Investing in property is one of the most popular ways to grow your money in Singapore. Even though property investment requires a large amount of capital and can take a long time to provide returns, Singaporeans buy property for capital appreciation, i.e., a rise in property value or price when you sell your property for more than you paid for. As the property is one of the things you can use CPF saving on, and because there is no tax for capital gain (when you sell your property more than what you paid for), property investment remains one of Singapore’s best investments. 

Besides, the property can generate rental income, and there is always a chance to get a rental yield on your property investment before you sell the property for capital gain.

Factors Affect Property Price

Before you sign on the dotted line to buy your dream house or as an investment property, it is good to understand the factors affecting property investment. This may help you make your choice, be it your first house or make a long-term investment.

Economic Indicators

Without a doubt, the overall economy significantly impacts the property market. Key financial market indicators, including the unemployment rate, the consumer price index, and inflation, hugely affect consumer spending. Consumer spending is a key driving force in the economy and a critical concept in economic theory.

The property market is closely linked to consumer spending. When the market and house prices go up, homeowners or investors become better off and feel more confident. In turn, this means encouraging more spending on goods and services, renovating their house, or paying off other debt.

When the economic downturn, home upgraders or investors without holding power will have to let go of their property as they cannot afford their outstanding mortgage. 

People are, therefore, more likely to cut down on spending and hold off from making personal investments.

Government Policies

To prevent speculative buy and mitigate the rate of price increase, the government can step in at any time with policies designed to have an impact on property prices. 

Levy is imposed on developers if they do not complete construction and sell all units within a period of five years from acquiring land. Additional buyers’ stamp duty (ABSD) and the implementation of the total debt servicing framework (TDSR) have certainly significantly contributed to the property prices. 

Interest Rate

It will cost less for you to take a loan to buy a property if the interest rate is low. However, higher interest rates often discourage people from buying properties. Interest rates can affect the cost of financing and mortgage rate. Interest rates also affect capital flows. 

 Changing interest rates affect numerous aspects of real estate. Aside from the price of a property, interest rates also impact the capital flows on the market and directly impact the supply and demand dynamics for a property. The flow of capital affects supply and demand for property and, as a result, affects property prices. 

State and Condition of Properties

The state and condition of the property, especially when it is old, can affect the purchase price. A newly renovated property can ask for a higher selling price compared to a rundown property. 

If you are purchasing or investing in a leasehold property with the remaining lease is less than, e.g., 60 years, not just that you may have difficulty getting the full loan-to-value (LTV) from the bank when taking out a mortgage but also affect the selling price due to its age.

Locations and Amenities

Property value is clearly based on the availability of necessities and facilities connected with property estate. Nearby amenities like prominent schools, shopping malls, and improved transport infrastructure like MRT stations within walking distance can significantly affect the property price. 

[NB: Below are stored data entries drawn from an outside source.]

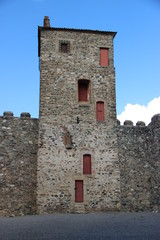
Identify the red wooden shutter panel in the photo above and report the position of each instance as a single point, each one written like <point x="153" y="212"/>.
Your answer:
<point x="83" y="86"/>
<point x="79" y="191"/>
<point x="104" y="57"/>
<point x="100" y="111"/>
<point x="87" y="164"/>
<point x="64" y="47"/>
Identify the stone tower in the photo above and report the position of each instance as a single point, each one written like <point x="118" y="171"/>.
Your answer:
<point x="78" y="169"/>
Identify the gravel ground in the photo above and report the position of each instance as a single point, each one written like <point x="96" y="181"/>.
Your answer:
<point x="95" y="226"/>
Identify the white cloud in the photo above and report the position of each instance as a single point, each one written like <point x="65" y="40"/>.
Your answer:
<point x="136" y="112"/>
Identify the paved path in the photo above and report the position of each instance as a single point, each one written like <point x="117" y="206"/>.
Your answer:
<point x="96" y="226"/>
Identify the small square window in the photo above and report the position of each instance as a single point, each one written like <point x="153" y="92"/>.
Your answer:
<point x="64" y="46"/>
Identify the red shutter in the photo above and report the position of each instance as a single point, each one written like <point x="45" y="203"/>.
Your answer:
<point x="83" y="90"/>
<point x="87" y="164"/>
<point x="100" y="111"/>
<point x="64" y="47"/>
<point x="104" y="57"/>
<point x="79" y="191"/>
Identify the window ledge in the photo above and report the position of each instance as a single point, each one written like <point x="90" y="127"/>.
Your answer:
<point x="84" y="104"/>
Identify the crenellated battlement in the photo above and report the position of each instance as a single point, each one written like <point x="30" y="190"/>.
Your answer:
<point x="9" y="115"/>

Singapore is divided into 3 regions, i.e., Core Central Region (CCR), the Rest of Central Region (RCR), and the Outside Central Region (RCR). The significance of each region will affect the property prices, market trends, and the impact on Singapore’s housing situation.

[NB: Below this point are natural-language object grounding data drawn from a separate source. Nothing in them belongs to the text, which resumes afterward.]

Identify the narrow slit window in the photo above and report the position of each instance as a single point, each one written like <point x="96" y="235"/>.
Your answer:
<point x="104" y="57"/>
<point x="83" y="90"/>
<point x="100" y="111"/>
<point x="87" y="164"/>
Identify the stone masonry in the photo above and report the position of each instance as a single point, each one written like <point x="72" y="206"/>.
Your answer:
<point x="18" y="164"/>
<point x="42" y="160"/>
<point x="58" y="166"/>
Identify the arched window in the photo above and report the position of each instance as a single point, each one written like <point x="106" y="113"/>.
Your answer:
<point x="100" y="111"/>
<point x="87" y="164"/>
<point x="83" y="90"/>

An old development in a prime area may have the potential for collective sale, i.e., en bloc, so some investors keep a lookout for the property with en bloc potential.


Mostly the residential property in Singapore is with a duration of 99 years. The golden years of a leasehold condo are its initial 10-20 years. This period is when the property appreciates the most. After this, you can expect rapid depreciation from the dropping lease tenure.

Freehold properties in Singapore, on the other hand, retain their value better over time. 

However, this will also mean it is more expensive compared to leasehold properties. 

Comparable Properties

Comparable properties refer to homes located in the same neighborhood with similar in size, age, condition, and features. Prices of comparable properties can affect the valuation of the property. The recent sales of properties with similar features often use as a benchmark against a property potential price.


Property prices are driven by supply and demand. To estimate price trends, it is necessary to forecast demand and supply. As such, it is important to look at all of the aforesaid factors together with market economic conditions concerning your investment goals to determine how over time your property investment may fare over time.